4.6.06

Banzo


Parece que quando você passa muito tempo fora, o familiar se torna estranho. Olho pra Recife e não me reconheço, e isso me deixa infeliz. Os lugares que frequentava não existem mais, ou já não prestam; e isso vale do supermercado ao barzinho. Tudo é uma experiência meio nova, embora nem sempre ruim, devo ressaltar. A cidade me invade pelos cinco sentidos. O ar de Recife é mais fino, a claridade dói na vista, o céu é quase branco, lavado. O cheiro de mangue, de jambo, dos jasmins de Olinda chega em mim fisicamente, quase como uma pancada. Aqui sinto a seda prateada dos cabelos da minha avó que não me reconhece mais, o cetim da pele de Luiza que está me estranhando menos, e a maciez de outros braços e abraços que me apertam com gosto. Aqui como o pudim de Julia, o risoto de Dadá, a tapioca da Sé, e engulo a saudade. Ouço o sotaque cantado dos meus conterrâneos, que me soa mais alto, mais aberto, mais luminoso que nunca, e as risadas dos meus amigos tilintam como sinos. Felicidade agridoce, essa, de passar dez dias como um relâmpago num lugar onde não tenho mais lugar, mas que é meu lar eternamente.

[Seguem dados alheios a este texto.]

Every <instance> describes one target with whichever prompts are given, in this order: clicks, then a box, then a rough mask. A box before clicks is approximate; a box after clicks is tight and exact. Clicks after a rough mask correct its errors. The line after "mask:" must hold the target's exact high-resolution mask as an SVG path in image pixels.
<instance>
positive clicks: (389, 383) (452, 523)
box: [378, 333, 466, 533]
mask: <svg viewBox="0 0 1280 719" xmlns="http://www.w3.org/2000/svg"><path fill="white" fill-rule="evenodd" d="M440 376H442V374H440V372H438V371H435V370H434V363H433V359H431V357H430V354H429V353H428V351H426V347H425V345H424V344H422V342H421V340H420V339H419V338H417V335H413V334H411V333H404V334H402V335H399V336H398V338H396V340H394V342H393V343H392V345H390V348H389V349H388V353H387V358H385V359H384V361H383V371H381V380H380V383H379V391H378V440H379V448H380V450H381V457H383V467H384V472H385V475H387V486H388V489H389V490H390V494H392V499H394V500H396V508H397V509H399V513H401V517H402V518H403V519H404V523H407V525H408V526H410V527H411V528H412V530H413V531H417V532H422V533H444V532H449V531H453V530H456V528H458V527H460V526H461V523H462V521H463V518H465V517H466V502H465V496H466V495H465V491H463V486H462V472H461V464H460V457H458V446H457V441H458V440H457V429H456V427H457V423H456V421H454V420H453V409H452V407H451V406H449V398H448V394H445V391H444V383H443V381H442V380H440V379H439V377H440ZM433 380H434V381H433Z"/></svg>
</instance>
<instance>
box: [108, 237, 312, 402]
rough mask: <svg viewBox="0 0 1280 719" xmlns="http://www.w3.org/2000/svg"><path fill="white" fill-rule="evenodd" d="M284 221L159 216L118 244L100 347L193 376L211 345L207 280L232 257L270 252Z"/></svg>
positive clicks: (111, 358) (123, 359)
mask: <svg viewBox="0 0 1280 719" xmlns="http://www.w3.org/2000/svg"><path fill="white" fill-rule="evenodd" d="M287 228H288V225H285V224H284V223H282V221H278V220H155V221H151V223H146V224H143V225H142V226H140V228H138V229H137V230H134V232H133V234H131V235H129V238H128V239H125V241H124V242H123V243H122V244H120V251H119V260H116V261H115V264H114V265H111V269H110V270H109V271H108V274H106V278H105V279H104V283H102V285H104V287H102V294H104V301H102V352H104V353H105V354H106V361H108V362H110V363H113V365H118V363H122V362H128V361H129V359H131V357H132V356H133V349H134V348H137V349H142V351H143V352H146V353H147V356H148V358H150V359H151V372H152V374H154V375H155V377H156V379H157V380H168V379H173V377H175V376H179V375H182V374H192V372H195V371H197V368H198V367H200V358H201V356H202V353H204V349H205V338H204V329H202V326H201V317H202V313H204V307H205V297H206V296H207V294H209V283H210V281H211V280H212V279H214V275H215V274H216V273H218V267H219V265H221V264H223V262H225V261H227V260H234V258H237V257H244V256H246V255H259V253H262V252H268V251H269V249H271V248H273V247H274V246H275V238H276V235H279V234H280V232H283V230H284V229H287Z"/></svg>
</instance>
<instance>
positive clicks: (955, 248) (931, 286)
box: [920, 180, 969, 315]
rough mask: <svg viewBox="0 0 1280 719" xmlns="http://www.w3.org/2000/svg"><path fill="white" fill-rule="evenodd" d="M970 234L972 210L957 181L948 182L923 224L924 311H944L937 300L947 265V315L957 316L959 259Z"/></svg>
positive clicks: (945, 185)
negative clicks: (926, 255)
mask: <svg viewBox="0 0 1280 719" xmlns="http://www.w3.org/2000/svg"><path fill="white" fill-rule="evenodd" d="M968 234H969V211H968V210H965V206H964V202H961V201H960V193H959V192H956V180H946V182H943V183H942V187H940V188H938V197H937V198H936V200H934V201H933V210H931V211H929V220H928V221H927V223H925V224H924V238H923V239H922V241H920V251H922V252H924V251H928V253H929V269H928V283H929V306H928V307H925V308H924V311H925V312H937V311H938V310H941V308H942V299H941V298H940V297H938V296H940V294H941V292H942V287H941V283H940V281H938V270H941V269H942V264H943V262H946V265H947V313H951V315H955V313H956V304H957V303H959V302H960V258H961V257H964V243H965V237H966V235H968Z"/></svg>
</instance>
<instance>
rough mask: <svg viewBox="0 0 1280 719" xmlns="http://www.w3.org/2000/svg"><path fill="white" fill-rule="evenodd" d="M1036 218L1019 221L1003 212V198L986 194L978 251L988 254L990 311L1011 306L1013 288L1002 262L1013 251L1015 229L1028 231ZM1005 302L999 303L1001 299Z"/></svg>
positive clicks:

Publicado originalmente no Sítio de Maricota, em 17 de novembro de 2005.

Angústia


Eu machuco sem querer quem está por perto, eu me machuco de ver os outros se machucarem, eu me desespero e nem sei o motivo de estar desesperada, eu não sei nada de mim que possa usar como desculpa, eu sou um porco espinho que precisa muito de abraços.

Postado no Sítio de Maricota, em 03 de novembro de 2005.